By testing to see if the number you're about to print is less than 16.

all this obvious answers :sweat_smile:

thought there maybe some “cooler” ways to do it.

i am doingt it like this now:

for( int b=0; b<5; b++ ){
    if (test_speicher[b]<16){
      lcd.print("0");
      lcd.print( test_speicher[b],HEX);
    }
    else    lcd.print( test_speicher[b],HEX);
  }

but i found a new wiered problem.
the loop above works fine with tags that give me numbers like this: {01, 09, 68, 55, 34}.
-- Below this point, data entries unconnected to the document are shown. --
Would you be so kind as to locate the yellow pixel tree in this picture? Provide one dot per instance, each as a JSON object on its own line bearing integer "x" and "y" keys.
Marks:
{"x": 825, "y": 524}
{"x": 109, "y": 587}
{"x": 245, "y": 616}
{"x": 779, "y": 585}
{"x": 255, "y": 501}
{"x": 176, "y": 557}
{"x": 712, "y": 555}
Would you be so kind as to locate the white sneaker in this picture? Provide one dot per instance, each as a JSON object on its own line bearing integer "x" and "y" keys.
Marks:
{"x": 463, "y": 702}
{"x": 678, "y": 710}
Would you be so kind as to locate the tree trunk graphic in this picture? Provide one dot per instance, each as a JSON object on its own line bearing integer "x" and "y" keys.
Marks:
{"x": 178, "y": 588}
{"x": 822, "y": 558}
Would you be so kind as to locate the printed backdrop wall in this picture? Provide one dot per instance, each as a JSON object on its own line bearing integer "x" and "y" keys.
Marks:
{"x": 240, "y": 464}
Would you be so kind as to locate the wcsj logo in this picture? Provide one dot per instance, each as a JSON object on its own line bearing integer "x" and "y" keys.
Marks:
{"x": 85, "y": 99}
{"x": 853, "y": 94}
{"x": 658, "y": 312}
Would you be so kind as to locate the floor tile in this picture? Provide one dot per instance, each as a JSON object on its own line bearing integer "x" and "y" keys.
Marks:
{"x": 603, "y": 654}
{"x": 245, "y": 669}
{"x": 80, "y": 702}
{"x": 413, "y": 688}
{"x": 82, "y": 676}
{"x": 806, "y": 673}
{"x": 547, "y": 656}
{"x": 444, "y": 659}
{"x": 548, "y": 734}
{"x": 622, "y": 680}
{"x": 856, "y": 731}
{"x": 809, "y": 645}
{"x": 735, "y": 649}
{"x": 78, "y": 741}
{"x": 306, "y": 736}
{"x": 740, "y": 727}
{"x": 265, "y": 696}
but when i read this tag: {01, 09, 68, 46, 8f} it gives me this on my lcd-display: 010968460ffffff8f. :~

Sign extension - cast your numbers to “byte”

for( int b=0; b<5; b++ ){
    if (test_speicher[b]<16){
      lcd.print("0");
    }
    lcd.print( (byte)test_speicher[b],HEX);
 for( int b=0; b<5; b++ ){
    if (test_speicher[b]<16){
      lcd.print("0");
      lcd.print( (byte)test_speicher[b],HEX);
    }
    else  lcd.print( (byte)test_speicher[b],HEX);
  }

now i dont get 010968460ffffff8f, but i still get 0109684608f instead of 010968468f.

one zero to much.

Randam:

 for( int b=0; b<5; b++ ){

if (test_speicher[b]<16){
      lcd.print(“0”);
      lcd.print( (byte)test_speicher[b],HEX);
    }
    else  lcd.print( (byte)test_speicher[b],HEX);
  }




now i dont get 01096846**0ffffff**8f, but i still get 01096846**0**8f instead of 010968468f.

one zero to much.

Same problem, but further up. You’re comparing a signed value with 16, and if it’s lower then put a 0 - the same 7th bit of 0x8f that caused the fffff to appear is making it a negative number, so it will be less than 16.

It would be better to use a byte array not a char array right from the start.